Out-Law News | 11 Jan 2006 | 2:14 pm | 2 min. read
The decision on the File Allocation Table (FAT) patents reverses last October's preliminary rejection of the patents by the agency.
Microsoft describes the FAT file system as "the ubiquitous format used for interchange of media between computers, and, since the advent of inexpensive, removable flash memory, also between digital devices."
The software giant was granted the first FAT patent in 1996 and in December 2003 announced that it and three related patents were to be included in a new licensing portfolio.
But the Public Patent Foundation (PubPat), which lobbies against the current patent system, questioned the company's motives. It speculated that, because the portfolio did not include licenses for use in free and open source software, Microsoft surely intended to use its patents to fight the competitive threat posed by free software.
Microsoft might, so the argument goes, be able to charge free and open source software developers, including those using Linux, for the use of the FAT technology – hitting the community hard, because the use of any royalty-dependant software is prohibited under the GPL – the most popular licence for open source distributions.
In April 2004, PubPat filed a formal request with the US Patent and Trademark Office, asking it to revoke the patent. The lobby group submitted evidence of prior art – i.e. evidence showing that the feature being patented was already in the public domain. It enjoyed initial success: the USPTO issued preliminary rejections of the patents in September 2004 and October 2005.
However, the latter rejection was not based on the prior art claims. According to reports, the USPTO found the patents invalid only because of a technical discrepancy over who should have been listed as inventor.

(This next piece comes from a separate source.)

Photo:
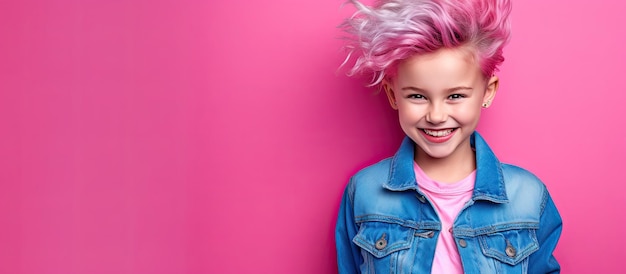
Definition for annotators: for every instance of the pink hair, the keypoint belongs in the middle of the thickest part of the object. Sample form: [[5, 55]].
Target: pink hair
[[395, 30]]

This difficulty now appears to have been resolved, with Microsoft announcing yesterday that the two patents had been declared valid.
Speaking to the Associated Press, PubPat Executive Director Dan Ravicher laid the blame for the rulings on USPTO procedures. He explained that challengers are unable to answer points raised by the defending party after they have made their challenge.
“I still believe that this patent is invalid,” he said.
Anti-software patent campaigner Florian Mueller also expressed concerns.
“This is now a situation in which Microsoft could cause major problems to Linux vendors and users. Microsoft may not want to do that yet for other considerations, but the USPTO's decision gives Microsoft the strategic option to do so at a time of its choosing,” he said.
The USPTO last week announced three initiatives to improve the quality and efficiency of the patent system. But Mueller was not persuaded that this would aid the situation.
“The example of the FAT patents shows that all those patent quality initiatives and patent pledges have no significant value to open-source developers, vendors and users if Microsoft ever wants to go for Linux's throat,” he added.